A Eliete que trai o marido para fugir à invisibilidade e sentir-se mais do que o nada que se sente.
Eu que procuro a visibilidade nos olhos dos outros.
A Eliete dos banais olhos castanhos.
E eu, com banais olhos castanhos.
A Eliete que nunca chegou a ser suficiente para os bons empregos da CEE.
E eu que, embora sendo talvez suficiente para os bons empregos da CEE nunca consegui sentir que eles fossem suficientes para justificar uma existência.
A Eliete e eu em busca da magia.
A Eliete e eu em luta com um corpo que imaginamos sem valor, apenas porque é o nosso e não o de outra pessoa qualquer.
Eu que me sinto tão só como a Eliete, mas que de tanto ser só já não sei se saberia ou quereria ser outra coisa.
A Eliete e eu, de realidades tão distintas, mas tão próximas.
A Eliete escapista à procura de uma ilusão de auto-estima induzida pelo desejo básico dos homens
Depois de ter passado uma vida inteira a sentir-se indesejada, indesejável, invisível.

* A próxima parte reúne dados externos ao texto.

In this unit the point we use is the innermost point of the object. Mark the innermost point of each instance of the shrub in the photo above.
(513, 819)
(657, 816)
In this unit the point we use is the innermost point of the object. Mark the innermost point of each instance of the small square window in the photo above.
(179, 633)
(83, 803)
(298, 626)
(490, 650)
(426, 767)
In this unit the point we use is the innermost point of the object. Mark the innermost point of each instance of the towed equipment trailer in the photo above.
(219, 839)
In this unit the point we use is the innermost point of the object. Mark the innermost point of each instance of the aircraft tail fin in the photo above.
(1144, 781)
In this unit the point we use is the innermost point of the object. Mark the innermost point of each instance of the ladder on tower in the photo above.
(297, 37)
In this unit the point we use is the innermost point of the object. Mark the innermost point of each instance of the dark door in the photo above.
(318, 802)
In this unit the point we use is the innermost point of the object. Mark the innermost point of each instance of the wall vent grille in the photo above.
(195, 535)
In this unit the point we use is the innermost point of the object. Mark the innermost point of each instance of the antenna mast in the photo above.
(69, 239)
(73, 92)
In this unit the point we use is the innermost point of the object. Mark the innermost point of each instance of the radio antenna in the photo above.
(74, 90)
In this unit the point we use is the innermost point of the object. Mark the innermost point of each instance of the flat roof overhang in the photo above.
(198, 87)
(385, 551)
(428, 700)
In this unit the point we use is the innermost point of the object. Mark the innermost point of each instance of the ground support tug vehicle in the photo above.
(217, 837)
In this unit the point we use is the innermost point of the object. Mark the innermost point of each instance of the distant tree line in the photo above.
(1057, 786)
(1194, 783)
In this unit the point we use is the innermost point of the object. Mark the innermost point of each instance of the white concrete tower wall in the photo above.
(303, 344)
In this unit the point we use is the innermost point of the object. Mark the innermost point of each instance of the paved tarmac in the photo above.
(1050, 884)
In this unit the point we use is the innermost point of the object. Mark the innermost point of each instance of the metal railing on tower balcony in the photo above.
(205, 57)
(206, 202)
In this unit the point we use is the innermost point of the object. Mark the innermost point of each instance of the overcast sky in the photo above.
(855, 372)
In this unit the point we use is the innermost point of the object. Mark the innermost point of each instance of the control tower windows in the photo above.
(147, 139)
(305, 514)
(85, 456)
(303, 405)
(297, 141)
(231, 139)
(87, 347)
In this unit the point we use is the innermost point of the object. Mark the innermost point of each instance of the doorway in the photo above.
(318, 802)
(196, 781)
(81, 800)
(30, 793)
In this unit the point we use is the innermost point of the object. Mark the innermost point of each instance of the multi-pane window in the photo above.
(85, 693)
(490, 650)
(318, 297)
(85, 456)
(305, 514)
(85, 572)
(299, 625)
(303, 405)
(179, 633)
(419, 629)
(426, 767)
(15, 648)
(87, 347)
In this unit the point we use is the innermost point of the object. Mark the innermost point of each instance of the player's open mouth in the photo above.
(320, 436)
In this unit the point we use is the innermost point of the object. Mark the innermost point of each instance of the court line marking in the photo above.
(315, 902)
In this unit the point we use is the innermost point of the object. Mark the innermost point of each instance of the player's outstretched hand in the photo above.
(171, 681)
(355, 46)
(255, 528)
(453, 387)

E eu, que tantas vezes imaginei como seria sentir-se vista pelos olhos de um homem
Mas que, se em algum momento me senti observada, tentei a todo o custo deixar de o ser.
A Eliete e eu.
A Eliete que embora sendo protagonista de um livro se sente permanentemente personagem secundária da história da sua vida.
E eu, que talvez também me sinta assim, apesar de não ser protagonista de livro nenhum.
A Eliete que só tem um nome e não sabe bem qual é a sua personalidade.
E eu, que associo os meus dois nomes a duas personalidades diametralmente opostas, que desde sempre se digladiam por esse espaço exíguo que é uma existência.
A Eliete com a avó demente e a mãe amargurada que já desistiu de tentar salvar.
E eu ainda a tentar salvar a mãe da amargura
E a pedir a um deus em quem não acredito que a minha avó nunca fique demente, mas que também não morra.
A Eliete, saída das ideias de uma espécie de génio literário e projectada para o mundo, sem o saber.
E eu, apenas presa nas minhas ideias e a sabê-lo demasiado bem, sem saber no entanto como escapar delas ou deixá-las escapar para poder ser livre.